Naja, eigentlich würde ich ja auch so ein GTA 3-4 dazu zählen, es ist irgendwo im weitesten Sinne auch so was wie ein Shooter, man zwar vieles anderes, aber man läßt da auch oft genug die Argumentationsverstärker sprechen


----------



## tavrosffm (26. März 2011)

*metro 2033* hab ich vor kurzem durchgespielt.war ok von der story.
*hl2* samt add ons...ist auch intressant.
*call of juarez 1* darf man auf jeden fall auch nicht vergessen sowie *dark messiah of might and magic* welches sich aber eher wie ein rollenspielshooter spielt.
ansonsten muss ich meinem vorredner zustimmen...das story highlight für mich ist *gta4 und das add on the ballad of gay tony.*
aber du hast ja nach ego shootern gefragt denn ansonsten müsste man noch etliche 3rd person shooter auflisten.


----------



## a3507742 (26. März 2011)

FelixSchuetz schrieb:


> a3507742 schrieb:
> 
> 
> > Hey,
> ...


  Also Prey fand ich auch noch nett. Bin dann aber in irgendeinem level hängen geblieben und dann hats mich irgendwann nicht mehr interessiert.
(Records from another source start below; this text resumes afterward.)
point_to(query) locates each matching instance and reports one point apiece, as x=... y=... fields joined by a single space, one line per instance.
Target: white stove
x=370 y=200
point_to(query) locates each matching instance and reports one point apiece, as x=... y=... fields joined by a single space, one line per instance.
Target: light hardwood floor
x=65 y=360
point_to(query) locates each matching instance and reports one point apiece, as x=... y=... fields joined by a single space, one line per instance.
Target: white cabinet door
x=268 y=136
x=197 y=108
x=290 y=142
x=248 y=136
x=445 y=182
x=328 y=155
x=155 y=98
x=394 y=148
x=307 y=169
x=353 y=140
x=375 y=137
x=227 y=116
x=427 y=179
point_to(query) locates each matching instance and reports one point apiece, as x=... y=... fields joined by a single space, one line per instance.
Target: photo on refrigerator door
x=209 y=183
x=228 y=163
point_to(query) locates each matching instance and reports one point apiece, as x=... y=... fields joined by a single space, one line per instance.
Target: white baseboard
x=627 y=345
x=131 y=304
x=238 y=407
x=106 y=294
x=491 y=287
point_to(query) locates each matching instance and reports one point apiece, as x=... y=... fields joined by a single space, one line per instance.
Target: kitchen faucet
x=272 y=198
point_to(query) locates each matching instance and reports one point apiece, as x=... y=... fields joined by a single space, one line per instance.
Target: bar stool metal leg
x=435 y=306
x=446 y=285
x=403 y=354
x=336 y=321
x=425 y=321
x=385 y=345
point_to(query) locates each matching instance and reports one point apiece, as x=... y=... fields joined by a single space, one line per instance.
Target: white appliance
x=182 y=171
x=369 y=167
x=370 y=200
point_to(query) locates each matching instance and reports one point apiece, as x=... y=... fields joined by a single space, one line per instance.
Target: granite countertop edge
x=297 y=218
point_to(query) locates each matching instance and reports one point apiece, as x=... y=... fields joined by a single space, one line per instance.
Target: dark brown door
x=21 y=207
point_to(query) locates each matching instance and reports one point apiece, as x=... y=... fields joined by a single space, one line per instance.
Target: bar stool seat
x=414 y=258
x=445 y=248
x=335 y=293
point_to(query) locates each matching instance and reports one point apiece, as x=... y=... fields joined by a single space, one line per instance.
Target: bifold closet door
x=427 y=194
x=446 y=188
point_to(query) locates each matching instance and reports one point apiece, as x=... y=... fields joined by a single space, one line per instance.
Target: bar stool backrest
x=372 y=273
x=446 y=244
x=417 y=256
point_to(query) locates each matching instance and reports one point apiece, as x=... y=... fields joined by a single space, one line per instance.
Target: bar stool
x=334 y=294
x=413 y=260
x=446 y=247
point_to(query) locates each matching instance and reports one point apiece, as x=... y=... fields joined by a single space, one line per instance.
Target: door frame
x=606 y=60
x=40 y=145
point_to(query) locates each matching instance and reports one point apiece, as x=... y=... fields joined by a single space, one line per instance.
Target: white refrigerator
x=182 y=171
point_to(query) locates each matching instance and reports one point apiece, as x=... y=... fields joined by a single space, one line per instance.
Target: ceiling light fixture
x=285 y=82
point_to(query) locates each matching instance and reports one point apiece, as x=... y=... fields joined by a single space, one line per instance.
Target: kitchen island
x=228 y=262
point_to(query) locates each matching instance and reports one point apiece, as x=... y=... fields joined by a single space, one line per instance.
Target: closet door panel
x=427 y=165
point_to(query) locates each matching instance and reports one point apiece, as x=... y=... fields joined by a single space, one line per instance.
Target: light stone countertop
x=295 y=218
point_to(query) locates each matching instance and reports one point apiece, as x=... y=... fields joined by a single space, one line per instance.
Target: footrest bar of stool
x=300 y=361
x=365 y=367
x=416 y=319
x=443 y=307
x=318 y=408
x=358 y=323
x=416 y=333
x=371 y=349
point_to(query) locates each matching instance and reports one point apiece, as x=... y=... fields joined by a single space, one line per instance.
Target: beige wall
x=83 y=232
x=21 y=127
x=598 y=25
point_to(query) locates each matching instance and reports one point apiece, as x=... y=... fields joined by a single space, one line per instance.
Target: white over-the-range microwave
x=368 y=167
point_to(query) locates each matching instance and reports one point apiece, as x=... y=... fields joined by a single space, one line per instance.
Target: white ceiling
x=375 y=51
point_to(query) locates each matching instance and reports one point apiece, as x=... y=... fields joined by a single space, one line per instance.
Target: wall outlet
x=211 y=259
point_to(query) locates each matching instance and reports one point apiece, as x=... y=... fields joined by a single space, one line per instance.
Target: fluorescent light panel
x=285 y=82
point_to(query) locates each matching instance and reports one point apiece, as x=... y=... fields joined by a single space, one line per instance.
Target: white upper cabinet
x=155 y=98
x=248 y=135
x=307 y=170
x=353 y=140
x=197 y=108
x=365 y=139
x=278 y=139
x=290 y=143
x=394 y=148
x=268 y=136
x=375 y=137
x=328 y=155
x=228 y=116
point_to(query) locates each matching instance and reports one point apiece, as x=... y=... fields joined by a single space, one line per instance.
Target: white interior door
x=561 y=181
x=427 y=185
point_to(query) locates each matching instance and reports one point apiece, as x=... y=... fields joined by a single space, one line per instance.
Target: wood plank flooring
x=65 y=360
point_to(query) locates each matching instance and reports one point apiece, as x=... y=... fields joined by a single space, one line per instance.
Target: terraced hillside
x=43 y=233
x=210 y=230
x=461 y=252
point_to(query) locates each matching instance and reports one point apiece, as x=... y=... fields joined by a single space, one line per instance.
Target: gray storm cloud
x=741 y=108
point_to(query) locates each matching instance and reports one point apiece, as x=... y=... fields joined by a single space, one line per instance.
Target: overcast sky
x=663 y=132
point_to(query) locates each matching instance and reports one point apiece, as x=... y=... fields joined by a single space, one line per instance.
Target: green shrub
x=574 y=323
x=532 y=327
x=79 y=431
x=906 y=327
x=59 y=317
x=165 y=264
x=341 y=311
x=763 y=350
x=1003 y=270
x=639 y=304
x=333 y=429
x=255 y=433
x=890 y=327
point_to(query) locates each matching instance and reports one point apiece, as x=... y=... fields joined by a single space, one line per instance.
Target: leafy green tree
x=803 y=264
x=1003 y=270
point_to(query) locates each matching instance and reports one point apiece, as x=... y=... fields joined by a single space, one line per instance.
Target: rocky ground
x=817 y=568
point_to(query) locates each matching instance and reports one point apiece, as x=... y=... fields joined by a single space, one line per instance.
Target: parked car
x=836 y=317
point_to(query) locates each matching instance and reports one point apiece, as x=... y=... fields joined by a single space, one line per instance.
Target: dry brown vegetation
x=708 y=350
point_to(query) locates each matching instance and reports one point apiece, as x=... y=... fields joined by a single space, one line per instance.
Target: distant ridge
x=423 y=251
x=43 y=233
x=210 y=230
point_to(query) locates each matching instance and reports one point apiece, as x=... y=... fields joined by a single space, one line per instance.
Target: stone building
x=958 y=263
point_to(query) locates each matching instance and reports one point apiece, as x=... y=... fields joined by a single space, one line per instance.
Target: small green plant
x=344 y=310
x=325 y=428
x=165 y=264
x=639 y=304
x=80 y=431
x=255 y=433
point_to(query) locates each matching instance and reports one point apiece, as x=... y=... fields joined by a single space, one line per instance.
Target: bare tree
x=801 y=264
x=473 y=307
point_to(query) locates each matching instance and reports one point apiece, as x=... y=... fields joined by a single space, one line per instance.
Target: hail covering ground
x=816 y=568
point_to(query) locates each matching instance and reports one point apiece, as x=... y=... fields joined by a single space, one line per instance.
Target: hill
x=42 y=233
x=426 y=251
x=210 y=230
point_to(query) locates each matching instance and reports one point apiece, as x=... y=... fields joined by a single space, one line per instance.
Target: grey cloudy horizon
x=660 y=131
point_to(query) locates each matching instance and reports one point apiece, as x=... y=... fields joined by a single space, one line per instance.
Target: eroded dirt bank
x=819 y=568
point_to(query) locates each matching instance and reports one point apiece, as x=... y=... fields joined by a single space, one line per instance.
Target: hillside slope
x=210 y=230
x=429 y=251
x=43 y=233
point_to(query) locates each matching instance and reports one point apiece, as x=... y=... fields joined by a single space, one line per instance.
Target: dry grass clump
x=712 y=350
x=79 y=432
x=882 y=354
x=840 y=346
Schade eigendlich.
Singularity werd ich mir mal ansehen, Danke.
Zu Portal... Ich LIEBE dieses Spiel aber eine Story steckt da nicht wirklich dahinter ;D


tavrosffm schrieb:


> *metro 2033* hab ich vor kurzem durchgespielt.war ok von der story.
> *hl2* samt add ons...ist auch intressant.
> *call of juarez 1* darf man auf jeden fall auch nicht vergessen sowie *dark messiah of might and magic* welches sich aber eher wie ein rollenspielshooter spielt.
> ansonsten muss ich meinem vorredner zustimmen...das story highlight für mich ist *gta4 und das add on the ballad of gay tony.*
> aber du hast ja nach ego shootern gefragt denn ansonsten müsste man noch etliche 3rd person shooter auflisten.


  Metro 2033 und CoJ werd ich mir dann auch mal ansehen. Danke.


----------



## Vordack (26. März 2011)

Ich hab Homefront zwar erst angefangen, aber die Atmosphäre dort fand ich extrem fesselnd. Wie gut die Story ist weiss ich nicht^^


----------



## Crysisheld (26. März 2011)

DOOM3, QUAKE2 und Quake4    Die Story von Doom3 Resurrection of Evil ist plausibel aber naja nen bisschen kurz


----------



## FelixKowalski (26. März 2011)

Mass Effect 1 und 2, Stalker - Shadow of Chernobyl
zu letzterem kann ich dir noch die mod hier empfehlen
http://www.moddb.com/mods/stalker-complete-2009


----------



## Bonobo (26. April 2011)

HL2
Bioshock 1
Metro 2033 xD
hmm...
ja sonst spiel ich nur online multiplayer shooter, da iss story nich wichtig
in diesem sinne
iZe


----------



## Vordack (26. April 2011)

Alpha Protocoll
Splinter Cell Conviction


----------



## Lightbringer667 (26. April 2011)

Mafia 1 & 2
No One Lives Forever 1 & 2
Max Payne 1 & 2
DeusEx


die sind zwar meist etwas älter, aber die haben mich echt gefesselt und sind heute noch meine Lieblingsspiele


----------



## cWalk (28. April 2011)

also von der Story UND der Atmosphäre sind bei mir Fallout, Stalker und Half-life 2 ganz vorne, sind wirklich einen blick wert. 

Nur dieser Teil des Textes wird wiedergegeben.